Onomastica a parte, se non sono esplosi realmente, i !!!, lo si deve ad uno scarso appeal: i loro brani non suscitano né il brivido intellettuale dei Talking Heads né quello più viscerale dei Gang of Four, e anche quanto a ruffianeria “pop” siamo lontani, ad esempio, dai Bee Gees o da nu-raver tipo Klaxons. Thr!!!er, il nuovo disco, soffre di questi stessi problemi: i nove brani che lo compongono sono pure intriganti (anche se mai quanto il titolo della raccolta), ma faticano ad impressionare o, se preferite, impressionano meno di quanto potrebbero/dovrebbero. Il sound è orientato alla disco: c’è meno politica e più riflessioni su amore, crescita, morte – la vita, insomma -, ma più che un album adulto, Thr!!!er sembra un pelo piatto, persino troppo ricercato.
Il groove, i falsetti, le chitarrine funky, le linee di basso pronunciate: c’è tutto l’arsenale in Even when the water’s cold, ma qui come altrove i cliché sono declinati secondo un umore fosco, non propriamente votato all’edonismo. Il sound punta all’atmosfera, come in Get that rhythm right, trovando sfumature lounge non disprezzabili, a dire il vero. Fine fine fine è più incalzante ma ugualmente sinistra, così come Except death, sempre sul punto di cedere ai nervi: proprio quest’ultima sviluppa più di altre la caratteristica attitudine alla jam dei nostri, con una lunga parte non cantata. Thr!!!er, però, non è Myth takes, non ha la stessa passione per le lunghe divagazioni strumentali, e dunque il conto dei minuti si ferma a 4′ e 37”.

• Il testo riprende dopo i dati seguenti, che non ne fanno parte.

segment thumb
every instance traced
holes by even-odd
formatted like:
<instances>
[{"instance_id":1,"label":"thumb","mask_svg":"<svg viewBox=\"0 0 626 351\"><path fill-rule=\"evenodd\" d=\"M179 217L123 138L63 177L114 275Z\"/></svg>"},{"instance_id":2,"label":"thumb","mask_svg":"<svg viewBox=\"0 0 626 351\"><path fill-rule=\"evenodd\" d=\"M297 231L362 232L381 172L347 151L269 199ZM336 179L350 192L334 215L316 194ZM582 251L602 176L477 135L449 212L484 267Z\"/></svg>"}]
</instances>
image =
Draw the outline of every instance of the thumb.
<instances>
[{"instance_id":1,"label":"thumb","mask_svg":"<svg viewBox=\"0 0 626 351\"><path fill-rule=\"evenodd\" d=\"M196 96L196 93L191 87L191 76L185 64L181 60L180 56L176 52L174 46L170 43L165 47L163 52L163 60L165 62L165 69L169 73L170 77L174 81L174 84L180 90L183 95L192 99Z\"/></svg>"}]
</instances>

One girl/one boy fa capire perché gli !!! non sono i Daft Punk: gli manca la scintilla, la vitalità contagiosa che fa del nuovo singolo del duo francese, Get lucky, un numero da fuoriclasse. I (chk chk chk) sono bravissimi a inserire una chitarra spagnoleggiante e un flauto e metterli a proprio agio nelle tessiture dance/house di Careful, meno (molto meno) a trasmettertene la necessità, fisica prima che intellettuale. Peccato, perché di materiale per lavorare bene ce ne sarebbe, e tanto anche.